振り返ると、多分貧困の子供だろうか、ボロ布切れを身にまとい、こちらを見ている。
母親らしい人間が注意しているが……子供が動くはずもない。
んー、どしよかなー……
人間的な常識として考えれば突然施しを与えるのはあまりよろしくはない。
依存と堕落は結びが強い。
私が施しを与えることによりこの親子が他者からの施しに依存する様になれば堕落は必至。
さらに言えば……堕落した人間の生命力は不味い。
善悪どちらにせよ活気と悦楽に満ちた欲深い存在ほど、サキュバスの食事として上質なのだ。
魔力も同じだろう、そんなものを吸う気にはならない。
それに、貧民に金を与える、これがまぁ……国家的には非常にタブー。
親子の見た目的に暴力も薬もやってなさそうだから大丈夫だろうけど……。
しかし……面白いことを思いついた。
「おいで」
その一言に子供達は表情を変える。
歓喜の瞳、サキュバスでなくとも一瞬でわかるだろう。
母親も驚愕と歓喜が共存している。
そして、抵抗もなくこちらに歩いてくるのは遅く無かった。
「好きなもの食べておいで」
「いいの!?」
「そんな……! よろしいのですか……?」
金袋からざらざらと貨幣をテーブルに広げる。
多くはないがこの親子を満足させるぐらいは軽い軽い。
銀貨と銅貨がそれなり、銅貨が10枚もあれば私と同じメニューが食べられる。
パスタに串物を持って、子供は好き放題に、母親は罪悪感を待ちながらも食欲には勝てない。
で、だ。
「お腹いっぱい?」
「うん!」
「本当に……ありがとうございます……」
2人は幸せそうな顔をしている。
ま、これぐらいならいいか。
「それで、私はちょっとした田舎から来ててね。

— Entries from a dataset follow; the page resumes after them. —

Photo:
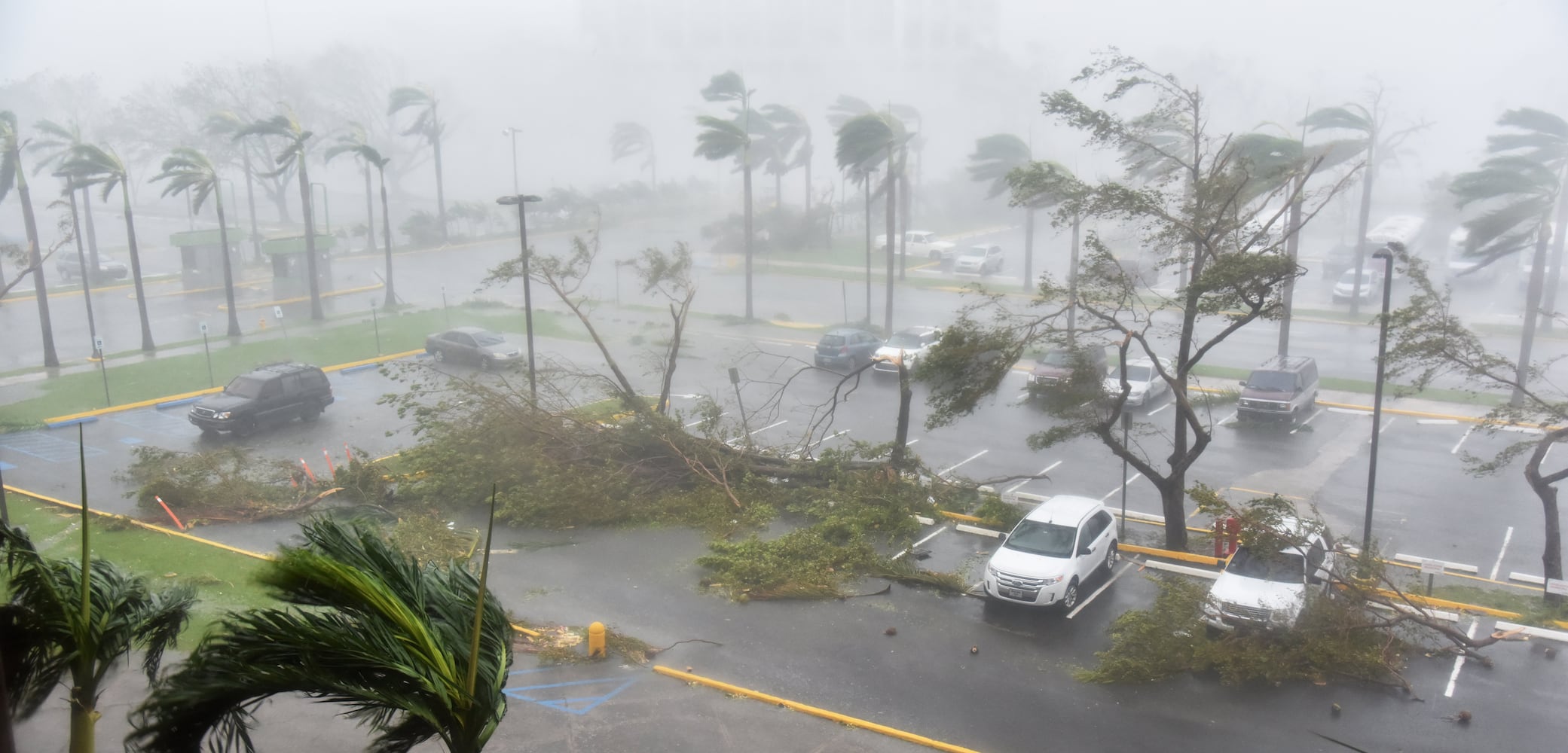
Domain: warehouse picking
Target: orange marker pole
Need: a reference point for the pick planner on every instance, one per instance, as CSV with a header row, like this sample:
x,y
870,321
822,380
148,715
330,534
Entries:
x,y
171,512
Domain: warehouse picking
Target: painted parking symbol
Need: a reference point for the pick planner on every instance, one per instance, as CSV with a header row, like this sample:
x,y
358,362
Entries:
x,y
44,447
567,696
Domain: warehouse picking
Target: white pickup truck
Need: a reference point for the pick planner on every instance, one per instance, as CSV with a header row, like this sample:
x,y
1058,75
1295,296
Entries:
x,y
921,243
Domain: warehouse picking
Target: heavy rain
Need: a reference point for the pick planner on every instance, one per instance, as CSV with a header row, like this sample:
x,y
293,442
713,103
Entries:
x,y
695,374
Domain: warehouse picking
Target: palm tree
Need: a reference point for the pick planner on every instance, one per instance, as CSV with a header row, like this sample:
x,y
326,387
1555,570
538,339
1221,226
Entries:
x,y
1369,126
429,126
629,138
369,628
866,142
993,160
790,146
372,159
190,172
1542,136
78,628
358,136
57,145
94,165
11,174
723,140
295,140
228,124
1520,193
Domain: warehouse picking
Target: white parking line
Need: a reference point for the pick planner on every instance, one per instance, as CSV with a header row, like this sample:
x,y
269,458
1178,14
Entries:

この街のことをいろいろ聞きたくて、さ?」
「構いませんが……私たちの様な低俗なものに聞こうとも……」
いや、それがいい。
一般市民や、まして貴族などでもない。
本当は商人を使えれば楽なんだけど、難易度が段違い。
商人を使うには金がいる。
「この国っていつからこんなに監視が強く?」
「半年ほど前、でしょうか……魔王が勇者様により征伐されてからすぐ、この警戒網が敷かれました」
ま、順当か。
「いやはや、田舎だとこういうの見なくてねー、魔王が殺されちゃったのを知ったのもちょっと前」
「なるほど……確かに、それでは生きづらいでしょう……」
本格的な情報は今は要らない。
民が見て、変わったことを知りたい。
つまり、私が寝ていた間の1年分の変化を知る。
貧民とは俗世の変化には聡いものだ、あれやこれやと何とかして貧困から抜けようとする。
一般人では変化を望まないことから得がたいことが貧民から得られることも少なくない。
貧民は街のことを良く見ているから。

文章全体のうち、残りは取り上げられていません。